I was thinking of loading the car up on a Friday with camping gear, riding my bike to Berryessa from Folsom on Saturday, having my wife/dog drive the car up on Saturday to meet me, camp, then ride home Sunday. 

I know the routes up there, I've done Davis Double, Foxy's, Knoxville Double..

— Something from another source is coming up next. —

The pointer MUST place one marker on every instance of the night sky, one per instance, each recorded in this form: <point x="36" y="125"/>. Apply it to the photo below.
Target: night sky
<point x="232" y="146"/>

I'm just looking for feedback regarding car-camping up at Lake Berryessa. Any recommendation? Plug-in? Showers? Water? Store? Anything?

Probably Nov/Dec/Jan. 

Thanks.


----------



## SadieKate (Feb 22, 2006)

It's not on Lake Berryessa, but several friends have given the campground at Lake Solano high marks. It is used by several bike tours. I know it has hot showers and a concession stand, though I don't know if either are open during the winter. Pardhesa's Store is a small market/gas station at the corner of 128 and Pleasants Valley Rd. You've passed it many times if you've ridden those routes. The campgrounds on Putah Creek going up the canyon look more appealing than camping on a reservoir, but I don't know which are available for tenters.


----------



## RedRex (Oct 24, 2004)

Do you know the name of the campground at Lake Solano? I was hoping to go a little longer than lake Solano though, only 50 miles from my house.......


----------



## SadieKate (Feb 22, 2006)

http://www.co.solano.ca.us/SubSection/SubSection.asp?NavID=609

Here's a link to the campground. Just continue up the Dam and Cardiac for an out and back (or up to Moskowite Corner or Pope Valley or whatever). Or ride around Lake Solano or down Pleasants Valley and over Cantelow or whatever. Just in case you'd rather let someone else do the cooking, Steady Eddy's in Winters has excellent coffee and lunches and the Buckhorn is one of the best steak houses in the West.


----------



## Rushfan (Apr 20, 2003)

SadieKate said:
 

> http://www.co.solano.ca.us/SubSection/SubSection.asp?NavID=609
> 
> Here's a link to the campground. Just continue up the Dam and Cardiac for an out and back (or up to Moskowite Corner or Pope Valley or whatever). Or ride around Lake Solano or down Pleasants Valley and over Cantelow or whatever. Just in case you'd rather let someone else do the cooking, Steady Eddy's in Winters has excellent coffee and lunches and the Buckhorn is one of the best steak houses in the West.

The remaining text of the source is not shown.